Im Verlauf einer von der FDP-Fraktion initiierten Anhörung zum Thema Salafismus wurden in den vergangenen beiden Wochen rund 50 Experten aus Verbänden, Wissenschaft und Behörden gehört. Zu den Ergebnissen und den daraus resultierenden notwendigen Maßnahmen erklärte Florian RENTSCH, Vorsitzender der FDP-Fraktion im Hessischen Landtag: „Die zweitägige Salafismus-Anhörung im Hessischen Landtag hat dank der umfassenden Analyse des Themas aus unterschiedlichen Blickwinkeln definitiv einen wichtigen Erkenntnisgewinn erbracht. Aus Sicht der Freien Demokraten muss es der nächste logische Schritt sein, diese neuen Erkenntnisse und von Experten skizzierten Lösungsansätze nun auch ohne vermeidbare Verzögerungen in politische Maßnahmen umzusetzen, um der Salafismus-Problematik in Hessen effektiv und entschieden begegnen zu können. Denn vor dem Hintergrund der Anschläge von Paris und der von Vertretern der hessischen Sicherheitsbehörden dargestellten wachsenden Bedrohung durch den Salafismus in Hessen muss die Regierung Bouffier endlich durch ein konsequentes Einschreiten ein klares Zeichen setzen, dass es für Intoleranz und Demokratiefeindlichkeit in Hessen keine Toleranz gibt. So hat die Anhörung bestätigt, dass sich der Salafismus in Hessen zu einer ernstzunehmenden Gefahr entwickelt hat, die den Kern unserer toleranten freiheitlich-demokratischen Grundordnung zunehmend bedroht. Weitere Versäumnisse, wie beispielsweise das zögerliche Handeln der Koalition bei den Übergriffen radikaler Islamisten in einem Frankfurter Jugendhaus, kann sich die schwarz-grüne Koalition im Kampf gegen salafistische Strömungen nicht mehr erlauben.“

Nicht an öffentlicher Sicherheit sparen: Polizisten auf der Straße, nicht in Schreibstuben!

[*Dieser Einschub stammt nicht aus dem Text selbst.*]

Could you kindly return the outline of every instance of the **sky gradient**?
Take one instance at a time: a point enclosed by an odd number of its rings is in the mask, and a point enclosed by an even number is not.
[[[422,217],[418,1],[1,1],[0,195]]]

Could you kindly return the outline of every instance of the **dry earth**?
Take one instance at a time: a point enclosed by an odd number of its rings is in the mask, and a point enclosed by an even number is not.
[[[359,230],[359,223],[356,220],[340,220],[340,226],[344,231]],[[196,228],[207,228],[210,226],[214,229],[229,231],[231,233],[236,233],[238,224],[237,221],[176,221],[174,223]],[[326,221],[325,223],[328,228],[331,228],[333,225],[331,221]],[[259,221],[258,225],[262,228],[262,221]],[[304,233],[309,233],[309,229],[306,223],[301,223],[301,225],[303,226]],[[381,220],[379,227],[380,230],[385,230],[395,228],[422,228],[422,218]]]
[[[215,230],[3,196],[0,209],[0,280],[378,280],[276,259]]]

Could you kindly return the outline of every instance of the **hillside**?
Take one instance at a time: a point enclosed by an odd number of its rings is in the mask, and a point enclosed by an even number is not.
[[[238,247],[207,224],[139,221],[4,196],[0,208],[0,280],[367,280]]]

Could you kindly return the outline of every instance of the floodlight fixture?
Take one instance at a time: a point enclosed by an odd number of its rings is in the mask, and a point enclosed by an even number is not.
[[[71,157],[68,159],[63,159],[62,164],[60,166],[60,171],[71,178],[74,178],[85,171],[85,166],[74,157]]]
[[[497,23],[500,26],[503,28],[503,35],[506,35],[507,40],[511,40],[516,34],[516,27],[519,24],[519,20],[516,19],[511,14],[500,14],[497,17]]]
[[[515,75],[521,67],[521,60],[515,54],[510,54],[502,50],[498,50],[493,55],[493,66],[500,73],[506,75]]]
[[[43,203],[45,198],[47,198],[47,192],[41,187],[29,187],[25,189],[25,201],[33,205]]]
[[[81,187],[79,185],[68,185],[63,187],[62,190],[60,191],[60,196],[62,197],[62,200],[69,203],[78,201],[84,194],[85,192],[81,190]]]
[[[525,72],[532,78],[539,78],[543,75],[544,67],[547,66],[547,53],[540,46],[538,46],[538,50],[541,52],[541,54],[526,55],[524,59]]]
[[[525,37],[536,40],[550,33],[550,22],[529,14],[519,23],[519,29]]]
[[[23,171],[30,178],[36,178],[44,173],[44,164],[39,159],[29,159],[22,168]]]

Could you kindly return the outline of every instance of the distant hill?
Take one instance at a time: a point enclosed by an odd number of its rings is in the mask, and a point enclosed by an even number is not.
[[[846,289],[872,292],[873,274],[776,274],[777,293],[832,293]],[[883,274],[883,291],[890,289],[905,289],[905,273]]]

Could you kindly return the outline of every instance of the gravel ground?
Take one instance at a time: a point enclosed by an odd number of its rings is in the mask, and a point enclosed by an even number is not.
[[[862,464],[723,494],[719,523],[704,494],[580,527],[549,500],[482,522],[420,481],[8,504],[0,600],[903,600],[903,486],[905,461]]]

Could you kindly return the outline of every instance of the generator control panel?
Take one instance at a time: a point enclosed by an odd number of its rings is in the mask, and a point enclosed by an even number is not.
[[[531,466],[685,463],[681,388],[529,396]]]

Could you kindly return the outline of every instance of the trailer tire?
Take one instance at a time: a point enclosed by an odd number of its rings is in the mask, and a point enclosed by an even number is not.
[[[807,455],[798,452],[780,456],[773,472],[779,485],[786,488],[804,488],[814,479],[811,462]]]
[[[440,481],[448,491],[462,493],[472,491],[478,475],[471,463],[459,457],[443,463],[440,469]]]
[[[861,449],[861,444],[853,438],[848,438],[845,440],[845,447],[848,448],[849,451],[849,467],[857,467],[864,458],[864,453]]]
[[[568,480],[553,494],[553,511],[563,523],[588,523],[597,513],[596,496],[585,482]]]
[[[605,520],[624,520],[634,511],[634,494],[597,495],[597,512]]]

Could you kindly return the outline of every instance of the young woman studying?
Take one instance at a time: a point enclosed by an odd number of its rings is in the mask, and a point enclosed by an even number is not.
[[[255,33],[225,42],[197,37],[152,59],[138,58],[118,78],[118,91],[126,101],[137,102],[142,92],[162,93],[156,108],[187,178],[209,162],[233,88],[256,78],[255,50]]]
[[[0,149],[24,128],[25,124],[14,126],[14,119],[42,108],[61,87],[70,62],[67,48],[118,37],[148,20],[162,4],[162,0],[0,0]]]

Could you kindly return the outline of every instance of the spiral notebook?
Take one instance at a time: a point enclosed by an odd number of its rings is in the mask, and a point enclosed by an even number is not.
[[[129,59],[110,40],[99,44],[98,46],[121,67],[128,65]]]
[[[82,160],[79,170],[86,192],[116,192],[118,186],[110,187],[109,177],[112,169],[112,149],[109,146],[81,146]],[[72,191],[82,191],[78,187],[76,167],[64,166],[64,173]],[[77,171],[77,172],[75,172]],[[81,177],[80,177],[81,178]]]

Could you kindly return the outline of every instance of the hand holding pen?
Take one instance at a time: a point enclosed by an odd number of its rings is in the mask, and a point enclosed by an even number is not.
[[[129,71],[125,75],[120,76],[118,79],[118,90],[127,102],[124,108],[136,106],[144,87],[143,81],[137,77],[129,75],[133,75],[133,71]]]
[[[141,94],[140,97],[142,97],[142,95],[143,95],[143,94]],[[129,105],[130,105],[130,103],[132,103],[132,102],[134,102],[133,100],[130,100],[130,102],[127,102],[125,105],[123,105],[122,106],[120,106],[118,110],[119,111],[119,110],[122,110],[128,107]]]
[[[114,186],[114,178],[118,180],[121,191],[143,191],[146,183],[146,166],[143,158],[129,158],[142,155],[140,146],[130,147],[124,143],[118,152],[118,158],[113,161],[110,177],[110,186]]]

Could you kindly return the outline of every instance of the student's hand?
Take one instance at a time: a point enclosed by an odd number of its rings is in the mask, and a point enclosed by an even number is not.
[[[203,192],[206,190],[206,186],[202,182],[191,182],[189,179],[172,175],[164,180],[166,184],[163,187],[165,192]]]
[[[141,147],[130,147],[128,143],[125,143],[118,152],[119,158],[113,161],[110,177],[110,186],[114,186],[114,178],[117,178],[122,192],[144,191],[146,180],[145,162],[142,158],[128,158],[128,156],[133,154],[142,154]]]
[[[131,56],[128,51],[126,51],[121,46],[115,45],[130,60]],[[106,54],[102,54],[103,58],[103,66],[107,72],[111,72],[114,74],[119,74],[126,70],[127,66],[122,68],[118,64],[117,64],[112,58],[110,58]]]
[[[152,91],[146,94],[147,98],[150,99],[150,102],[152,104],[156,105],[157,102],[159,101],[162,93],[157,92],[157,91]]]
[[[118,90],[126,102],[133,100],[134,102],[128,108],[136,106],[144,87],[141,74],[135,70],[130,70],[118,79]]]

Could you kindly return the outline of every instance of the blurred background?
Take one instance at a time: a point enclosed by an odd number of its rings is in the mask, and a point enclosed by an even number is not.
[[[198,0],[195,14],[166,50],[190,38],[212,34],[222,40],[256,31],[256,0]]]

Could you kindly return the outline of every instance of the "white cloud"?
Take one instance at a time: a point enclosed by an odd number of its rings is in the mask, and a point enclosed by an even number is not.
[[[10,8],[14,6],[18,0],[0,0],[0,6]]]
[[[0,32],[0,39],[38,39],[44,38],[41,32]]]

Weiter erklärte Rentsch: „Im Rahmen der Anhörung haben die hessischen Polizeiverbände klargestellt, dass für ein effektives Vorgehen gegen radikal-islamische Gruppierungen eine entsprechende personelle Ausstattung der Polizei unerlässlich ist. Während in anderen Bundesländern wie Bayern, Baden-Württemberg und Nordrhein-Westfalen als Reaktion auf die islamistischen Terroranschläge von Paris die Sicherheitsbehörden teilweise erheblich personell aufgestockt werden sollen, schafft die hessische Landesregierung 29,5 Verwaltungsstellen bei der hessischen Polizei ab und bürdet somit den Vollzugsbeamten wieder Verwaltungsaufgaben auf. Wir halten diese Einsparungen für äußerst bedenklich, da wir die Arbeitskraft der Polizisten bei Ermittlungen und beim Dienst auf der Straße benötigen, nicht jedoch in Schreibstuben.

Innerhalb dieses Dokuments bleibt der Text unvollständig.